Palcamayo is a small town about 30 kilometers from Tarma, a city in Junín Region, Perú. Although it is not as big as Tarma, it is an attractive destination for tourists. There are a number of caves near to the town, and the area is designated as a National Area. The population is less than 5,350 people, as of the 2005 census.

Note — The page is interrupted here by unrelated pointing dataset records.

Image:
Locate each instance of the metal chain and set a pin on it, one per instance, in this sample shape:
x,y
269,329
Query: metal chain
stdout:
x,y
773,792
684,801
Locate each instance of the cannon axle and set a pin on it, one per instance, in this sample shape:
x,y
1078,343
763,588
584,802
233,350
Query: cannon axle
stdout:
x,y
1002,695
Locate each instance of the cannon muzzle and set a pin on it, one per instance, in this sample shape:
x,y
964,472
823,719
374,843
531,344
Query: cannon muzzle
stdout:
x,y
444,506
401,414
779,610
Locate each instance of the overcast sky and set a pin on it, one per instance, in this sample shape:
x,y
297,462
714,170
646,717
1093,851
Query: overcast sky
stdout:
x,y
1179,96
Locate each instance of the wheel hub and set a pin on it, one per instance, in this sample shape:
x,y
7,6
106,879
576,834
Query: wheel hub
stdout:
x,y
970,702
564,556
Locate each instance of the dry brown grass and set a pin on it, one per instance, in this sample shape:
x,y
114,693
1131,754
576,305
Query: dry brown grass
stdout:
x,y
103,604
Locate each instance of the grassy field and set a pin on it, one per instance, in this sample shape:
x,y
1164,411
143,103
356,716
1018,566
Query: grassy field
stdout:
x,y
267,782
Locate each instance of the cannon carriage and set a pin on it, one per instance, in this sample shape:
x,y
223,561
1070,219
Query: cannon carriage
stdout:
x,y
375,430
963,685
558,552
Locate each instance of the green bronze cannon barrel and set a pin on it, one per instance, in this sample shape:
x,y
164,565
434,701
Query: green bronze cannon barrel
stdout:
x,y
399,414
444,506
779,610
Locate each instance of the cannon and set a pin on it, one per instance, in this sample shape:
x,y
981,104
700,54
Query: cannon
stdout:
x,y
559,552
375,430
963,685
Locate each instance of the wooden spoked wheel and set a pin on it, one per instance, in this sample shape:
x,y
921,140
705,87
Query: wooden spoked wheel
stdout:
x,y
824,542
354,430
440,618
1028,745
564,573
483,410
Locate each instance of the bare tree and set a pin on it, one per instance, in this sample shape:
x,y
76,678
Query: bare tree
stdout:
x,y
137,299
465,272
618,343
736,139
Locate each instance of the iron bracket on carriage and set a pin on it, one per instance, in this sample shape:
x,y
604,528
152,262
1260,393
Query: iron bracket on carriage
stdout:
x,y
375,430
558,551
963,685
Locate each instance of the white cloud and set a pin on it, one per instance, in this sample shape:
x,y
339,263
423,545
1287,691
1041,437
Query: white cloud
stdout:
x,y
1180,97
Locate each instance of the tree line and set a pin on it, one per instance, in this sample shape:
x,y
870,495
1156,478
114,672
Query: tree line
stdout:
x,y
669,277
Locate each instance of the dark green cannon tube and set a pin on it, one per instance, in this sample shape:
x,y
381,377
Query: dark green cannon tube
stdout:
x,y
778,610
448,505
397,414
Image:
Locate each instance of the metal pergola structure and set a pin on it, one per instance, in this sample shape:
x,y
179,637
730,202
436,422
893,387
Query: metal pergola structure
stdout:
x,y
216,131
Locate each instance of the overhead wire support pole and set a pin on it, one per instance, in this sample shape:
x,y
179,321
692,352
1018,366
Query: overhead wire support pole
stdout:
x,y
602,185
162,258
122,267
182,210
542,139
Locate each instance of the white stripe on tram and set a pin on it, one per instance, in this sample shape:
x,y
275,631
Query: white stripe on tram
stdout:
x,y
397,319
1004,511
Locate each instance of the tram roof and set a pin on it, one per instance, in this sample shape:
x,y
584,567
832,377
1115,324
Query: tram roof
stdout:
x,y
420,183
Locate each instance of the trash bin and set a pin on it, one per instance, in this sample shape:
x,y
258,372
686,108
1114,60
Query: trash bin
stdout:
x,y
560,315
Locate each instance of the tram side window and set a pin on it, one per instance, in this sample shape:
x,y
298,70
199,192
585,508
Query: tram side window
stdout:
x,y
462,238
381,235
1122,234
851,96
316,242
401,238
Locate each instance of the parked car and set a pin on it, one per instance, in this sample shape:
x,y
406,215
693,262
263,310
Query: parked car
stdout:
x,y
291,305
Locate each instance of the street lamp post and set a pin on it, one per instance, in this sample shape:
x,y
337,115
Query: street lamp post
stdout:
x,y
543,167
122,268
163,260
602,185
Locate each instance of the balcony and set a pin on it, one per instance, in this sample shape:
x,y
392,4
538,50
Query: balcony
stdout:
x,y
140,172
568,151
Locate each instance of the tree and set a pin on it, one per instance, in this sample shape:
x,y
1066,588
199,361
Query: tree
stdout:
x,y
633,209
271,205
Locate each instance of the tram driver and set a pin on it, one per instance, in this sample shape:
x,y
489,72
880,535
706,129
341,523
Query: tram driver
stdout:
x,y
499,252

Raising Trout Numbers and Global Warming
In 2006, a construction was built for the purpose of raising trout numbers in the area's lakes. This was to attract larger numbers of tourists to the town who come to eat the trout. There is a problem in which global warming is now affecting the lakes.

Gruta de Guagapo
The most famous cave is the Gruta de Guagapo, one of Peru's largest caves. It was discovered by the Polish expedition group, called Wysokogorski, and further exploration was carried out by the French group, AIXOIS. The full extent of the cave remains to be explored. In the local language, Guagapo means 'the cavern that cries'. This name was given because of the continuous leakages of water, drop by drop, crossing the calcareous material of the Rapasmarka Hill. There is a town, San Pedro de Cajas, which is best known for its skilled artisans at tapestry making.

Other
In Palcamayo, there is also Cocon Lake and the local cultures before the Incas, for example Qullapata, Yaumanpata, Murallapunta and Chuqimarka, which are as ancient as Cuzco.